En las perreras de muchos
cazadores hay poco sitio para los perros vulgares porque en el siglo en que
vivimos peligrosamente no hay tiempo para los que habitan en el furgón de cola.
La vergüenza de estos abandonos normalmente es un acto de despojo clandestino
del que muchos luego hacen alarde en los bares, que es donde algunos visten de
chiste conductas que no hay manera de encontrarles la gracia. Lo malo es que
muchos todavía se ríen.
Pero para nuestra vergüenza no
hay que llegar a estas conductas extremas. Muchos de los que luego fardan de
conservacionistas no dudan en apretar el gatillo sobre un conejo de bolo, una
perdiz a peón o un jabalí que todavía no se ha quitado el traje de rayas. Todo
sea por las estadísticas de fin de temporada pues todo vale para arrimar un
palote a la suma de la cuenta final. Qué decir de los que le arriman la cerilla
a un zarzal, disparan desde el coche o creen que el cupo es todo menos una
cartilla de racionamiento. Y esto que aquí digo todos sabemos que es una suma
de excepciones con pinta de regla.
Así no hay forma. En ocasiones
como ésta, en la que adivino detrás de la noticia en prensa, la tristeza de
tantos perros palentinos, siento ganas de tirar la toalla, enmudecer y dejar
que la arena del desierto me llene la boca de predicar, que no otra cosa hacemos
los que, escribiendo, nos afanamos en redimir nuestro colectivo ante la
sociedad y también, ante nosotros mismos.
Si pretendemos no enrojecer al
reconocernos públicamente como cazadores tenemos que aprender a matar
dignificando la vida. Esto que aquí digo parece una contradictio in
terminis, pero no lo es. Este venero
de luces y sombras que es la caza necesita de la vida tanto como de la muerte.

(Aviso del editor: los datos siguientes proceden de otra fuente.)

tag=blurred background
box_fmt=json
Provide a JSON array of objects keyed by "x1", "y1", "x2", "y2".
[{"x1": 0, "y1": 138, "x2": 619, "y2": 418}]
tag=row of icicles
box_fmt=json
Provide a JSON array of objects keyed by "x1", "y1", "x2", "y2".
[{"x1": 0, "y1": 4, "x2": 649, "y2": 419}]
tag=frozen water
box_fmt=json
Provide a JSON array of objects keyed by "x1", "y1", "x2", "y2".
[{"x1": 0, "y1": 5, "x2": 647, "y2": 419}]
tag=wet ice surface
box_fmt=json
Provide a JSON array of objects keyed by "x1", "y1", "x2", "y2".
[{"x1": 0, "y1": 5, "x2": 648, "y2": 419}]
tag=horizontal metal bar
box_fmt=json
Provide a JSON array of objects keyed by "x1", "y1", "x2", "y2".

Sólo mimando la primera podremos dar la segunda sin esconder la mano. Por eso, hay que hacer lo posible para sacar
de nuestro lado a tanto impresentable capaz de abandonar a sus perros en la
llanura de soledad de la Tierra de Campos. Sólo sobre la base del respeto
podremos matar conservando, que es el Norte que pretendemos. Todo lo demás,
será predicar y no dar un tanto así de trigo.